What does it mean to lead a creative life? When most of us hear the words “creative” or “artist,” we imagine aloof hipsters in berets and black turtlenecks. A “real” artist, we’ve been told, is someone who makes a living from their art— and takes their work very seriously. The mythology of creativity can be summed up in a single dictum: to create is to suffer. Think about it: the tormented writer brooding over the page, the out-of-work painter living in destitution and squalor. To create, we think, is to end up like Fitzgerald or Plath or Hemingway— with your head in the oven or your hand around a barrel shot gun. Or to be the next Jimmy or Janice or Cobain— dead before your thirtieth birthday.

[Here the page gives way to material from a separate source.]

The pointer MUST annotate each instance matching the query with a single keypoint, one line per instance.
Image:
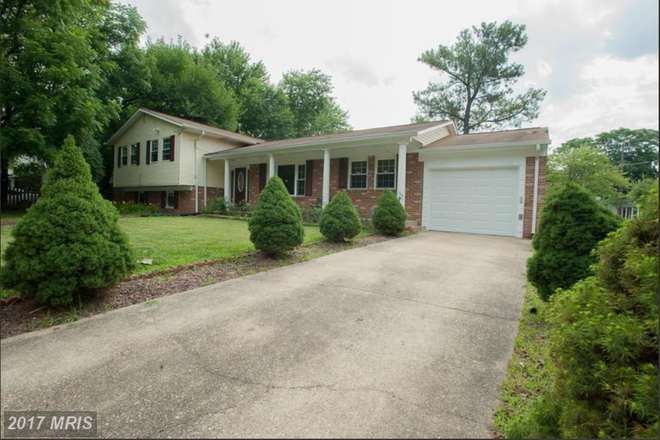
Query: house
(486, 183)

Is it any wonder we neglect our quiet yearnings to sculpt, to write, to draw, to paint? There’s too much at stake. Being an artist means risking our sanity, our livelihood, our lives themselves. Even if we resist the enticing allure of the tortured artist mythos, most of us still buy in to the romantic idea that being an artist requires dramatic change: if we want to write, we have to quit our day jobs and be willing to die nobly (penniless in a gutter preferably) for our art. We have to smoke cigarettes while wearing a cynical too-cool attitude and a sullen expression on our face. We have to engage in deep, pretentious, philosophical discussions about what qualifies as “real” art. Or sell our house and move to a picturesque studio in Paris or a brownstone in Brooklyn, New York. In other words, being an artist is entirely incompatible with who we are today.
But what if creative living is, as writer of enormous generosity of spirit Elizabeth Gilbert suggests, simply the “courage to bring forth the treasures” that are hidden within us? What if we could be more creative in our lives as they’re constituted today? What if creative living wasn’t all this agony and torment (and let’s be honest: at this point the “tortured artist” persona is a trite cliche) but rather a joyful, light-hearted, playful way of being?
For me, creative living only requires one thing: a willingness to be a more enlarged version of ourselves. Being an artist doesn’t mean making a living exclusively from our art- it means having the courage to follow the trail of our curiosity a little bit everyday. What fascinates your intellect? enchants and enthralls your spirit? engrosses your attention? More than a job, being an artist is a way of inhabiting the world, a certain orientation. To live creatively is to really live: to be alert and awake to existence’s pure bliss. It’s to love at the greatest heights and to feel at the profoundest depths. It’s bringing something forth into the world that didn’t exist before, not for awards or acclaim or some other external reward, but for its own sake. And more than anything, creative living is unearthing transcendence from the mundanity of the everyday.